In the second semester we will attempt to cover as much as possible from the following outline of topics:
-
Classical field theory (continued):
- Classical spinor fields
- Sigma models
- Supersymmetry
-
Classical Mechanics:
-
Quantum Mechanics:
- Heisenberg mechanics
- Schrödinger mechanics
- Dirac notation
- Spinors
- Feynmann Path Integral
-
Quantum Fields I:
- Canonical quantization
- Path integral quantization
-
Quantum Fields II:
- Review of gauge systems
- Gauge fixing and ghosts: Fadeev-Popov method
- BRST method
- BV method
-
String theory I:
- Bosonic string
- Fermionic strings
- Green-Schwarz string
-
String theory II:
- Covariant quantization
- Backgrounds
As was the case in the first semester, the course will be taught from a physical perspective (mathematical rigor is not emphasized). The aim is to gain familiarity with and intuition for many of the concepts usually taught to a student of theoretical physics over the course of his/her undergraduate and graduate training.
Textbooks
The unorthodox nature of this program makes it impossible to follow a textbook. Nevertheless,
I have assigned Theodore Frankel's "The Geometry of Physics: An Introduction" as a text. This book, as many others, is written to teach physicists mathematics and not the other way around. We will try to reverse-engineer and follow various sections of this book throughout the semester.

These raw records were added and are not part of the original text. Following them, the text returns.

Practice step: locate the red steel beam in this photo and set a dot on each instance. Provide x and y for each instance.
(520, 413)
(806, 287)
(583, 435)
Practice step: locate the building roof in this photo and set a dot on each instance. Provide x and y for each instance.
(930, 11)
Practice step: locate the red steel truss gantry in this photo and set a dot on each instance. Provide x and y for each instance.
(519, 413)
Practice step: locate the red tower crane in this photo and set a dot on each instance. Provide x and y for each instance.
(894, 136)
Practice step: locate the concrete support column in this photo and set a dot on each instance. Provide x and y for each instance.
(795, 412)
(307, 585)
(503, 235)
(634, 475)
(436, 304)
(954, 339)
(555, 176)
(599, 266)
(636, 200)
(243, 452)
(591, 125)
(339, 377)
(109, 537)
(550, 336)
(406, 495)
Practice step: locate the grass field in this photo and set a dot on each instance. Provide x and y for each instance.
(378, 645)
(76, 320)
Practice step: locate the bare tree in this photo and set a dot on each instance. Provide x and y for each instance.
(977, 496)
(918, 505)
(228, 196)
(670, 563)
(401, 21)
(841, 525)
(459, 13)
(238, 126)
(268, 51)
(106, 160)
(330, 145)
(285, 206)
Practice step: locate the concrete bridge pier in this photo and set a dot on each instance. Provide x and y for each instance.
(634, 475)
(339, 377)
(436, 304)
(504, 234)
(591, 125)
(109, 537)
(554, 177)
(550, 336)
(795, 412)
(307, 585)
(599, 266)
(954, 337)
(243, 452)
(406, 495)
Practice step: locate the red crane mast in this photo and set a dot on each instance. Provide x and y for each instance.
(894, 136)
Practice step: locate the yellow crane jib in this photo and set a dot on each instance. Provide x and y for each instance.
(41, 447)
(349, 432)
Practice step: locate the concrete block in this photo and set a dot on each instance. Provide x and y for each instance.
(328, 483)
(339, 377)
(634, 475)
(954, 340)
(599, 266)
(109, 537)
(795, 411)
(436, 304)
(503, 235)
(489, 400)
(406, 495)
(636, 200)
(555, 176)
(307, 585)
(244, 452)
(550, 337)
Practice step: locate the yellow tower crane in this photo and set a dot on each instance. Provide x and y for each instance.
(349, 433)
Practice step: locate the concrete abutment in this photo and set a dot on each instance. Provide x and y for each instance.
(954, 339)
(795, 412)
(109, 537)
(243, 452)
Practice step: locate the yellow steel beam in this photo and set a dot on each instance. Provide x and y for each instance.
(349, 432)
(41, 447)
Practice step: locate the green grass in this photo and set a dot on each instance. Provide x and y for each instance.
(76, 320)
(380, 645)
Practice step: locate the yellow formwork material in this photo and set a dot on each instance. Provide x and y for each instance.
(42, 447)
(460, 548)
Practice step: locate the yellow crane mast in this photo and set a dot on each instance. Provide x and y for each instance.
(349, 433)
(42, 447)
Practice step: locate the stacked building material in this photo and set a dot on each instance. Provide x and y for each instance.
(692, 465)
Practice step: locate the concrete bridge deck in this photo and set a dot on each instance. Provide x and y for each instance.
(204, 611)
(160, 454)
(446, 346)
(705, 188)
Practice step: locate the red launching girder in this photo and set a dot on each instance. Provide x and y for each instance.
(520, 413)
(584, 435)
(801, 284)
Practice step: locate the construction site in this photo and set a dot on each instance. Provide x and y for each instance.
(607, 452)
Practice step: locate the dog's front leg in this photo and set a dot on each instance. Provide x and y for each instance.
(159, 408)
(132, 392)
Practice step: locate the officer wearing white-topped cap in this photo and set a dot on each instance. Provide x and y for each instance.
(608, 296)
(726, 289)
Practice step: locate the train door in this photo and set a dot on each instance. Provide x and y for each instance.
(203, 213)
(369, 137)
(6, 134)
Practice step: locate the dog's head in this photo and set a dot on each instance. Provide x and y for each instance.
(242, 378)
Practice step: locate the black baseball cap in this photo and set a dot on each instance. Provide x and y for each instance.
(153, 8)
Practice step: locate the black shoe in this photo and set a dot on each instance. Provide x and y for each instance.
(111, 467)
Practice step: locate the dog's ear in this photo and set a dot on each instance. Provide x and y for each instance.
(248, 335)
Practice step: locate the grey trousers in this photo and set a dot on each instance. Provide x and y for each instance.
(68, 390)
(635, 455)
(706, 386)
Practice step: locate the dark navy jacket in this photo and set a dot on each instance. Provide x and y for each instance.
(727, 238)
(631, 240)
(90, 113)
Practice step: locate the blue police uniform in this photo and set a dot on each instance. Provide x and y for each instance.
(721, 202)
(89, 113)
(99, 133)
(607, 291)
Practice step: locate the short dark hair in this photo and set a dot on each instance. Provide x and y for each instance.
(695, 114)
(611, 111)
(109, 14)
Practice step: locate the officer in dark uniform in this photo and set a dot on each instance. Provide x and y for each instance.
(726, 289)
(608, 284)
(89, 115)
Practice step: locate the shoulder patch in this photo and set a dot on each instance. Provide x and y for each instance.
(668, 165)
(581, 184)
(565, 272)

Due to the vast amount of material and the lack of centralized supporting literature, a lot of work will be required on the students' part to keep up. Besides the completion of regularly assigned homework sets, the student should read up on the topics being presented in the class.
Announcements
- The MAT 560 page has been updated to include all the old homework assignments.
Assignments
- If you did not take MAT 560 you might want to look over the homework assignments from last semester.
- Homework 1 due Wednesday March 5 in class: Do all the problems in this (PDF) set.
- Homework 2 due Wednesday March 26 in class: Do all the problems in this (PDF) set.
Resources
This is a list of resources/references from MAT 560 to which we will add this semester:
- In class I recommended taking a look at V.I. Arnold's "Mathematical Methods of Classical Mechanics. I will try to remember to put it on reserve in the library.
- Matt Young reminded me of the notes on Classical Field Theory and Supersymmetry by Daniel S. Freed in the 1996-1997 IAS program in Quantum Field Theory. As Matt points out, there is quite a bit of overlap with what we are/will be doing in class from a pure math perspective.
- Thanks go out again to Matt Young for pointing out this article on how to derive the Euler-Lagrange equation in a coordinate invariant manner.
- Some of the material on special relativity I am presenting in class is based on Bernard Schutz' book "A first course in general relativity" [Spires]
- Matt Young has sent me a copy of the "Toronto Lectures on Physics" by Shlomo Sternberg on various topics covered in MAT 560. He recommends the first 5 chapters. The rest of the lectures also have some nice stuff which we will see in the coming weeks.